Tools -> Table Browser -> clade:Mammal;gemome:Human;assemble:hg19;grop:Genes and Gene Predictions;track:NCBI RefSeq;table:RefSeq All -> paste list: BRCA1(for example) -> get output -> Sequence Retrieval Region Options:Introns(One FASTA record per region (exon, intron, etc.) with...) -> get sequence:fasta file
select specified introns.
The fasta file includes 130 Introns sequence from different NM on "strand=-", and some introns have the same chromosome coodinates.

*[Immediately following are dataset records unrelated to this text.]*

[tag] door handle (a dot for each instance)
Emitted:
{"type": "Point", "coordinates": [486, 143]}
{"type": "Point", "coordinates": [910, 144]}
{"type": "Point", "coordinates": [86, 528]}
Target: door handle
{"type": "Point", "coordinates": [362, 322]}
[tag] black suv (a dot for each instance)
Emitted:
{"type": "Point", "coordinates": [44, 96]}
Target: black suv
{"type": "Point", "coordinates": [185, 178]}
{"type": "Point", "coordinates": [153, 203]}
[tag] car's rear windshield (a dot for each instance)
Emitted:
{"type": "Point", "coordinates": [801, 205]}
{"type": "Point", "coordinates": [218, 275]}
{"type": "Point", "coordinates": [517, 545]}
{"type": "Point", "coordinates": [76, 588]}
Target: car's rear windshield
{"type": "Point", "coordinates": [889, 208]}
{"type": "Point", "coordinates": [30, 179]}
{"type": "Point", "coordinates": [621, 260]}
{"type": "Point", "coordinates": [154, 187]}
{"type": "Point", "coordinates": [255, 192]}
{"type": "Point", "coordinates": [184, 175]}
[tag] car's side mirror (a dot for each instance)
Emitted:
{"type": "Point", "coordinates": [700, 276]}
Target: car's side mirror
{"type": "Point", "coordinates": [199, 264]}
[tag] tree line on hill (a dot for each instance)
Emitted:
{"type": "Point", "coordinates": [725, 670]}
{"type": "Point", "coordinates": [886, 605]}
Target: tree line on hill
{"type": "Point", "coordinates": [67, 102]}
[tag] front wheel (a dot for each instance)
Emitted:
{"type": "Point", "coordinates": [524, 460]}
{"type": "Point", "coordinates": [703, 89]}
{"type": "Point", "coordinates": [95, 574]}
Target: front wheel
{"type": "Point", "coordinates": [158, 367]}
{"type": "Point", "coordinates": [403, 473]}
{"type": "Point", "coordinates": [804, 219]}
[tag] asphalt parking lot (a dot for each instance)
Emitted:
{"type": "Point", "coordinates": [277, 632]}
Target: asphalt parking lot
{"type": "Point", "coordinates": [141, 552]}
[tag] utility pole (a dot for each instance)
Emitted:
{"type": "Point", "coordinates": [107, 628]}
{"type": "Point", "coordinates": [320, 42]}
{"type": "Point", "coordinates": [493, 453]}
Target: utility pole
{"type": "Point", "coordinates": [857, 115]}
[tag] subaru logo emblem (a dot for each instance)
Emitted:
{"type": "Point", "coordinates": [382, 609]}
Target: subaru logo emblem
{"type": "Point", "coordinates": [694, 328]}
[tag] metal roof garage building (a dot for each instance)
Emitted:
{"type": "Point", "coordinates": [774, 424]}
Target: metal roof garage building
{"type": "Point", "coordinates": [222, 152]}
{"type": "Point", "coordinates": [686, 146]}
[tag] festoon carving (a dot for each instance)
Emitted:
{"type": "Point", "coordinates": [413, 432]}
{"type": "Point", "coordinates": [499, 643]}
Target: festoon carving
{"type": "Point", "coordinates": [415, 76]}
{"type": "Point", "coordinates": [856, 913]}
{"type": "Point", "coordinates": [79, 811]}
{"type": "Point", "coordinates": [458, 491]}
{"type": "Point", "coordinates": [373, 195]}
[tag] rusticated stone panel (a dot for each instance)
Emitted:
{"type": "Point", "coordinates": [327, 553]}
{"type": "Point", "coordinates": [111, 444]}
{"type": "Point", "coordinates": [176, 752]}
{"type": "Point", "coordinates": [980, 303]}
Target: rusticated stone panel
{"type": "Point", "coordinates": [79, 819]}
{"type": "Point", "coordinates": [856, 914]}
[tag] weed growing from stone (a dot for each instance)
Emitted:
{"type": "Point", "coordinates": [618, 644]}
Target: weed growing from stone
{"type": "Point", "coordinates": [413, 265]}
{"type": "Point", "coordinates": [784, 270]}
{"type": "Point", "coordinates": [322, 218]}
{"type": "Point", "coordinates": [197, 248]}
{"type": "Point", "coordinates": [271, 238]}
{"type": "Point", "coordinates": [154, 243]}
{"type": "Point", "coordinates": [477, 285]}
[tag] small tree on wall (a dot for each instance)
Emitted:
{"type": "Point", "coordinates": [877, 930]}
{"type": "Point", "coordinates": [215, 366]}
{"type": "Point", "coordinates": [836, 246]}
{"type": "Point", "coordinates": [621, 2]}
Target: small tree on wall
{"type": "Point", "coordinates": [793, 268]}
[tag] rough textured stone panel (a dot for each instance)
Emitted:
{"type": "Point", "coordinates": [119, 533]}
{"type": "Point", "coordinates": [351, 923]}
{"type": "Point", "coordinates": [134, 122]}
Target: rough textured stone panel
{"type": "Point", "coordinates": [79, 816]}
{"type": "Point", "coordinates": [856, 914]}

Here is my thought to get specified introns:
extract all introns chromosome coordinate -> remove duplicated ones -> sort by chromosome coordinate The filter result: 1 range=chr17:41197800-41199679 2 range=chr17:41199701-41201157 3 range=chr17:41199701-41203099 4 range=chr17:41201192-41203099 5 range=chr17:41203115-41209088 6 range=chr17:41209133-41215369 7 range=chr17:41215371-41215910 8 range=chr17:41215949-41219644 9 range=chr17:41219693-41222964 10 range=chr17:41223236-41226367 11 range=chr17:41226519-41228524 12 range=chr17:41228609-41231370 13 range=chr17:41228609-41234440 14 range=chr17:41228612-41234440 15 range=chr17:41231397-41234440 16 range=chr17:41234573-41242980 17 range=chr17:41243030-41243471 18 range=chr17:41243030-41246780 19 range=chr17:41246858-41247882 20 range=chr17:41247920-41249280 21 range=chr17:41249287-41251811 22 range=chr17:41251875-41256158 23 range=chr17:41251878-41256158 24 range=chr17:41256259-41256904 25 range=chr17:41256954-41258492 26 range=chr17:41256954-41258514 27 range=chr17:41258531-41267762 28 range=chr17:41258531-41276053 29 range=chr17:41267777-41276053 30 range=chr17:41276113-41277218 31 range=chr17:41276113-41277307 32 range=chr17:41276113-41277313
My question is that:
(1) line 2,7,8,12,16,19,20 is the Introns 2,7,8,12,16,19,20 of BRCA1
(2) is there difference between strand=+ and strand=- to get introns sequence
(3) how do deal with overlap chromosome coordinate from above result? eg line 2,3,4
Maybe my thought and step are totally wrong, any help will be appreciated.